Winterwahn. Wolfe Eldritch
Wall befand sich seit über dreihundert Jahren an Ort und Stelle. Ständig besetzt und in immerwährender Bereitschaft.
Auf der anderen Seite wusste man so gut wie nichts über die Klabauter. Nicht, wo genau sie lebten, und noch weniger wie ihr Leben aussah. Ganz davon zu schweigen, warum sie alljährlich in rasender Heftigkeit nach Süden stürmten, um am Wall zu Hunderten und Tausenden ihr Ende zu finden. In diesem Jahr hatte man bisher nicht eine einzige Sichtung vermelden können.
Varg av Ulfrskógr stand an den Zinnen der Nordseite der mittleren Mauer und sah auf den Wehrgang der ersten, äußeren Mauer hinab. Die Wehranlage, auf der er sich befand, war zwei Mannslängen höher als die äußere. Hinter ihm erhob sich die dritte und letzte Verteidigungslinie noch einmal zehn Schritte höher in den immergrauen Himmel. Auf diese Weise konnten die Bogenschützen aus mehreren Reihen schießen und zur Not auch einen weiter vorne liegenden Wehrgang unter Beschuss nehmen, falls dieser überrannt wurde.
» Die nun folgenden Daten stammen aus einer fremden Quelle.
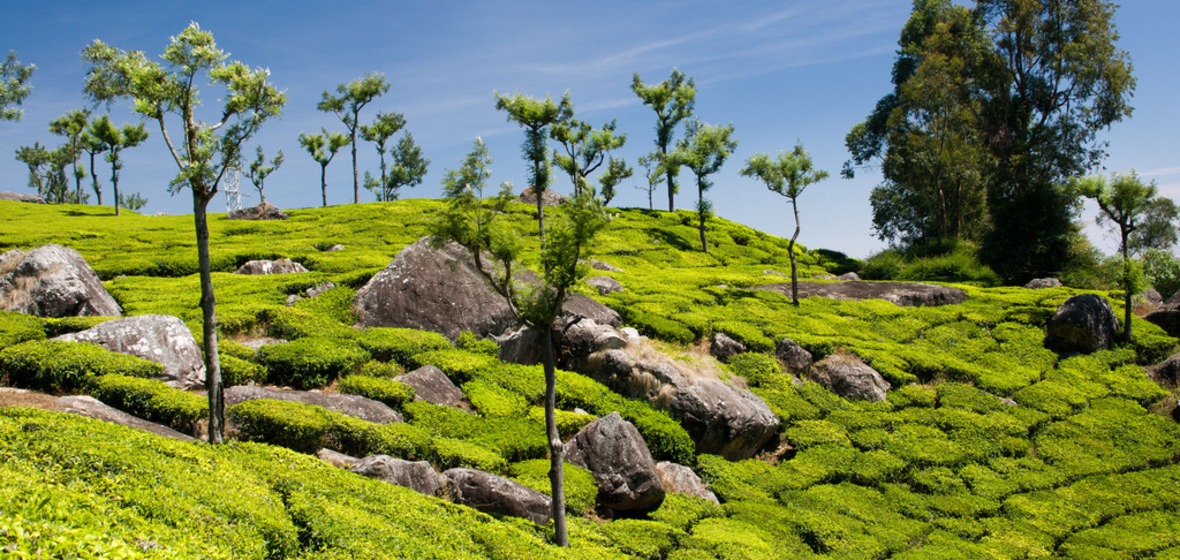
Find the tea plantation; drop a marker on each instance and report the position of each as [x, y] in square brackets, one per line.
[989, 446]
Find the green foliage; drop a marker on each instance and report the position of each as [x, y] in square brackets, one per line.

Dass die erste Mauer aufgegeben werden musste, war jedoch viele Jahre lang nicht mehr der Fall gewesen.
Während Varg in das leichte Schneetreiben schaute, in dem sich die Welt hinter der Festungsanlage gen Norden verlor, dachte er an den großen Durchbruch von 794. Das tat er nicht besonders oft, obwohl in diesen dunklen Tagen sein Bruder gefallen war. Er selbst war damals, vor zweiunddreißig Jahren, noch ein Kind und erinnerte sich nur verschwommen an den jungen Mann, der eigentlich sein Halbbruder gewesen war.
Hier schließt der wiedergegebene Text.